Приникнув к окулярам своего бинокля, Детвейлер наблюдал за происходящим. «Давай, давай, давай! Положи ее на лопатки! Возьми эту чертову сучку!»

Он преследовал Кэйт Прайд неделями, сопровождая то в Кервилл, то в Сан-Антонио, внося в списки имена всех, с кем она встречалась — архитекторов, декораторов, различных консультантов. Такая работа заставляла его буквально карабкаться на стену от злости. Ему уже хотелось завязать с подобного рода деятельностью, и вдруг судьба преподносит нечто пикантное: Кэйт Прайд вышла из-за деревьев, разделась и присоединилась к купальщику.

Вот это уже что-то стоящее, подумал Детвейлер, чувствуя, как закипает в его жилах кровь. Жаль, что не слышно, о чем они говорят… Он получал удовольствие, наблюдая за людьми, занимающимися сексом. Этому научил его Блэкджек. О, сенатор мог порадовать любого, даже самого извращенного зрителя! Если бы все женское население узнало, какое грозное оружие он прячет в брюках, каждый раз на выборах он собирал бы колоссальное количество голосов.

Не обращая внимания на то, что пот струится по его лицу, Детвейлер все крепче и крепче сжимал бинокль. Неожиданно он вспомнил один эпизод из своей прошлой жизни.

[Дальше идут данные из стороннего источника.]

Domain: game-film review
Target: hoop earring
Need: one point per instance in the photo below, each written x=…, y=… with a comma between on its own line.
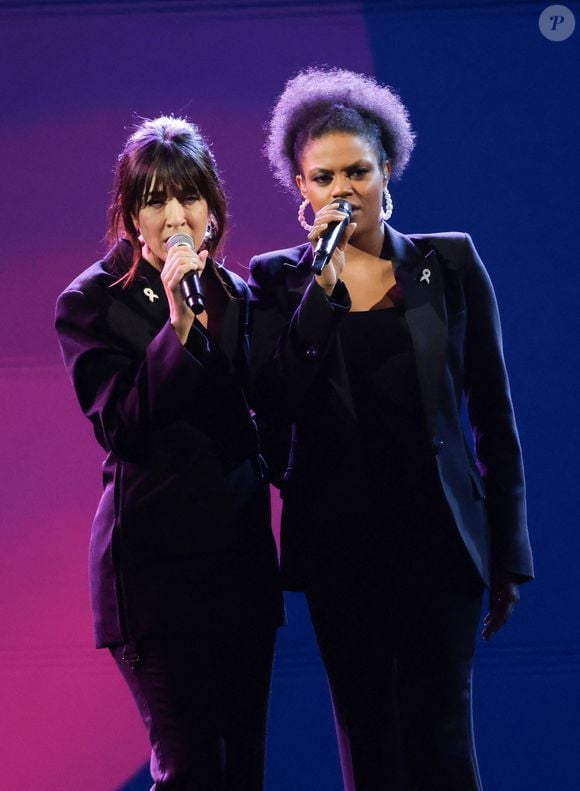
x=301, y=218
x=387, y=211
x=211, y=229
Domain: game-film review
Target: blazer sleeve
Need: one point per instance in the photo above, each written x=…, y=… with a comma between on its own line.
x=491, y=415
x=128, y=393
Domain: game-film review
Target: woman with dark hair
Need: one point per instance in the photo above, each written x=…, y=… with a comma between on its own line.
x=183, y=570
x=392, y=522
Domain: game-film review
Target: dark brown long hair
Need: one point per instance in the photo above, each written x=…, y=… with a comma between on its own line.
x=172, y=152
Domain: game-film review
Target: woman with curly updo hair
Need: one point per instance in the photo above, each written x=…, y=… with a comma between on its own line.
x=393, y=522
x=183, y=568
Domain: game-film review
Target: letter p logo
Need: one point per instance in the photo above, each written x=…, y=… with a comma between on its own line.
x=556, y=23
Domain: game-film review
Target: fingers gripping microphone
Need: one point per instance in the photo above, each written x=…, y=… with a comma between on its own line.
x=191, y=284
x=330, y=237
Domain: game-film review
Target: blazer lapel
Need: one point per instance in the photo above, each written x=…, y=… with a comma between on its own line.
x=419, y=277
x=231, y=332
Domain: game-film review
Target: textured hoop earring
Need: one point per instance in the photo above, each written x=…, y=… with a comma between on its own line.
x=211, y=229
x=301, y=218
x=387, y=212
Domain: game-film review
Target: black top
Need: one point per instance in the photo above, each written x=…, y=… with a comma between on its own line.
x=397, y=454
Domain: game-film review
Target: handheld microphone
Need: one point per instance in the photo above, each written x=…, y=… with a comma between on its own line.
x=330, y=237
x=191, y=284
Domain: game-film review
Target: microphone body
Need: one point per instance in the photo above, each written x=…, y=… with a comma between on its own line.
x=191, y=284
x=328, y=240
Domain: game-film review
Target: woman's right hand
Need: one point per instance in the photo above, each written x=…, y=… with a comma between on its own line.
x=331, y=273
x=180, y=260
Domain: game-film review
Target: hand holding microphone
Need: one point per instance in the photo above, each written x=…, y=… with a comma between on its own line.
x=191, y=284
x=181, y=279
x=330, y=234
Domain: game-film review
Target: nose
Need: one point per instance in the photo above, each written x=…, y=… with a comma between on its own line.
x=341, y=187
x=174, y=214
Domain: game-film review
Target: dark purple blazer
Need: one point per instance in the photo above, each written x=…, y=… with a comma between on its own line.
x=299, y=380
x=183, y=487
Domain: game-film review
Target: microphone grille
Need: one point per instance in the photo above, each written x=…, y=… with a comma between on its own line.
x=179, y=238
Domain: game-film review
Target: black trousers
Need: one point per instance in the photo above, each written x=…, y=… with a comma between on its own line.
x=204, y=702
x=396, y=626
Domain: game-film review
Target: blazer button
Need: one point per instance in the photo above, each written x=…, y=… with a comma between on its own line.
x=437, y=444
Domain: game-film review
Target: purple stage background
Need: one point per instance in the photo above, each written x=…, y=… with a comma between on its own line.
x=496, y=110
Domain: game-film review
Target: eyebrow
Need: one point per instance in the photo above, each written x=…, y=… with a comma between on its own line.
x=353, y=166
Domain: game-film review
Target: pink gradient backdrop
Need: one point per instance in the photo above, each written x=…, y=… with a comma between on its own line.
x=72, y=85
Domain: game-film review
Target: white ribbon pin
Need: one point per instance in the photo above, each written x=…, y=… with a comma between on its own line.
x=152, y=296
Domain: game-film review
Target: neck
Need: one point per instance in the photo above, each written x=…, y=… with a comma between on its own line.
x=151, y=258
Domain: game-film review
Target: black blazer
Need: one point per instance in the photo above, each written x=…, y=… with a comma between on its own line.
x=182, y=482
x=299, y=379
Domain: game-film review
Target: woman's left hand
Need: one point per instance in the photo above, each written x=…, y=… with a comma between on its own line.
x=504, y=594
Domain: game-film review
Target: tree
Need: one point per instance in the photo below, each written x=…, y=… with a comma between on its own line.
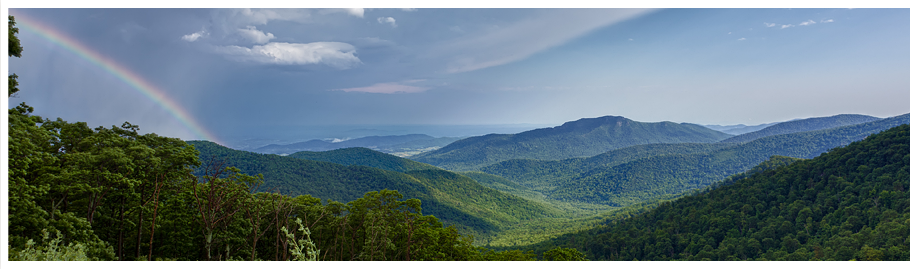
x=15, y=49
x=563, y=254
x=220, y=198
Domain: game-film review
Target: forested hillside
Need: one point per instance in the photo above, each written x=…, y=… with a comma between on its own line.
x=796, y=126
x=672, y=174
x=453, y=198
x=581, y=138
x=545, y=176
x=851, y=203
x=388, y=144
x=365, y=157
x=739, y=128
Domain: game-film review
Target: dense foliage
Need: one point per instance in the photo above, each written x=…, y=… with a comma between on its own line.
x=545, y=176
x=80, y=193
x=454, y=198
x=584, y=137
x=642, y=173
x=851, y=203
x=796, y=126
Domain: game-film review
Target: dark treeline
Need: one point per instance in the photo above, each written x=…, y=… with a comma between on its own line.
x=81, y=193
x=849, y=203
x=112, y=194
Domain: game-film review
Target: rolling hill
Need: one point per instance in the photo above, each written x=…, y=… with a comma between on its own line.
x=388, y=144
x=453, y=198
x=851, y=203
x=803, y=125
x=365, y=157
x=581, y=138
x=662, y=175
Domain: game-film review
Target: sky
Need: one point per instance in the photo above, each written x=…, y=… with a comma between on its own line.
x=217, y=73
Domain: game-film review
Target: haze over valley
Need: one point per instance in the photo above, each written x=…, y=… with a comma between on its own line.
x=369, y=134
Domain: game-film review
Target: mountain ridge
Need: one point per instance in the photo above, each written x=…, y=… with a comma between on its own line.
x=581, y=138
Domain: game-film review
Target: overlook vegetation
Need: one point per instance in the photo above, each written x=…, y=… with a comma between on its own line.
x=834, y=188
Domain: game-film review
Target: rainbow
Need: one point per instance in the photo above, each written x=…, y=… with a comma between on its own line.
x=133, y=79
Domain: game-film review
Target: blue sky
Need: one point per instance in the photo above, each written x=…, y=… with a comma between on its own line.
x=239, y=70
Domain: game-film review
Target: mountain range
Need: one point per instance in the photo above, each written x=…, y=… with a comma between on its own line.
x=581, y=138
x=408, y=144
x=851, y=203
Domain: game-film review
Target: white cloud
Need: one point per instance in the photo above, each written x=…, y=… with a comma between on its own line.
x=256, y=36
x=335, y=54
x=357, y=12
x=194, y=36
x=517, y=41
x=388, y=88
x=248, y=16
x=388, y=20
x=807, y=23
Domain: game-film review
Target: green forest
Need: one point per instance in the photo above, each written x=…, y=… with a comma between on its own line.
x=601, y=189
x=851, y=203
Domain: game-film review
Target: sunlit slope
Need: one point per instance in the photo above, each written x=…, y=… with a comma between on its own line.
x=454, y=198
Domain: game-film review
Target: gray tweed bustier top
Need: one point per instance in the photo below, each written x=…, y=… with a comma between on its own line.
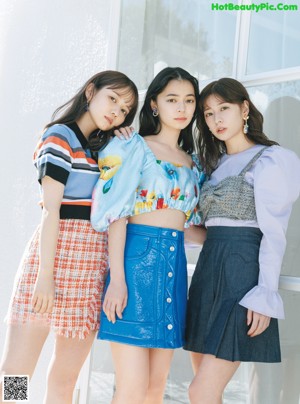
x=232, y=197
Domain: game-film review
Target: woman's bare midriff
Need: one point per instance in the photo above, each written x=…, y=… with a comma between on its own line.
x=169, y=218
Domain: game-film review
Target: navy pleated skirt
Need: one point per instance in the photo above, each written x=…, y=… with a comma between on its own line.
x=216, y=324
x=156, y=277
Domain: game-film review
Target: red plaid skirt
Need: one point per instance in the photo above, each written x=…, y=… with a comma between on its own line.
x=80, y=270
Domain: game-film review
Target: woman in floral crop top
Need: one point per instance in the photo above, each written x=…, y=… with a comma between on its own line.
x=146, y=195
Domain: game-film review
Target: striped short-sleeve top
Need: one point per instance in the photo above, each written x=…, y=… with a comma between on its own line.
x=63, y=154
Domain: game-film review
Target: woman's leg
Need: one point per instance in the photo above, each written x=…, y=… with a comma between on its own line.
x=160, y=362
x=196, y=359
x=68, y=357
x=131, y=365
x=211, y=378
x=22, y=349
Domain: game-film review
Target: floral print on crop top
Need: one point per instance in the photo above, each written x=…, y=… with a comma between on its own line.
x=132, y=181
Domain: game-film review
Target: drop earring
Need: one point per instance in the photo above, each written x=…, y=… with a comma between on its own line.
x=246, y=126
x=155, y=112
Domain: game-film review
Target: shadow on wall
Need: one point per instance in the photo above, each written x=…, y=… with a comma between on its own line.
x=279, y=383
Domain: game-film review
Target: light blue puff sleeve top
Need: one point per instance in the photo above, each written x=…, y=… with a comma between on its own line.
x=132, y=181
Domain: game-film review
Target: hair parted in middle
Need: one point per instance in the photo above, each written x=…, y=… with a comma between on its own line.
x=76, y=106
x=231, y=91
x=150, y=125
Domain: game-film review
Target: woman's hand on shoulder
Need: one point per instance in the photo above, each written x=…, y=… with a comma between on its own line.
x=43, y=294
x=124, y=132
x=115, y=299
x=258, y=323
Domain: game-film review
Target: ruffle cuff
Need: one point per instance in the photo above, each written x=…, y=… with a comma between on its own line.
x=264, y=301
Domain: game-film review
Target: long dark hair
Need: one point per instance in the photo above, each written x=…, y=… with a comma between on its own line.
x=150, y=125
x=232, y=91
x=76, y=106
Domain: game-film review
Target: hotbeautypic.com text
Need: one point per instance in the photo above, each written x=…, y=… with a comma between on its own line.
x=254, y=7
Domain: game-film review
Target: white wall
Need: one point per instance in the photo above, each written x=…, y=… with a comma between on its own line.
x=48, y=49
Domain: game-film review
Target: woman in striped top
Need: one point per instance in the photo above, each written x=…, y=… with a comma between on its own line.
x=60, y=280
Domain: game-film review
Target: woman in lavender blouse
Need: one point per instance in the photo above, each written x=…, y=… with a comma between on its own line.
x=234, y=304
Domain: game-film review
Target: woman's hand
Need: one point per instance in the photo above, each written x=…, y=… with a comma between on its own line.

В 1965 году он и сенатор — тогда все без исключения звали его просто Блэкджеком — развлекали себя спиртным в кабачке «Пэптонг» на малоизвестной бангкокской улочке в Таиланде. Изрядно надравшись, они пустились гулять, переходя от кабака к кабаку в поисках приключений и женщин. Наконец слишком пьяные для того, чтобы двинуться дальше, они осели в каком-то дешевом ресторане, залитом неоновым светом и обещавшем какое-то фантастическое зрелище.

Они продолжали пить. Представление уже было в полном разгаре: милая парочка — мужчина и женщина — занимались сексом, выделывая такие штучки, что голова шла кругом. Затем на сцену вывели дрожащую обнаженную маленькую девочку с маленькими торчащими грудками и редкими волосами на лобке. Ей вряд ли можно было дать больше двенадцати. Конферансье объявил, что она девственница, и спросил, есть ли в зале желающие выйти на сцену и посвятить ее в женщины.

— Черт побери, — прорычал Блэкджек. — Мы не можем позволить, чтобы этим занялся какой-нибудь молокосос. Такими делами должен заниматься настоящий мужчина. Что скажешь, Дет?

Детвейлер отрицательно помотал головой.

— У нее слишком плоская задница и титек почти нет. Этот подарочек не для меня.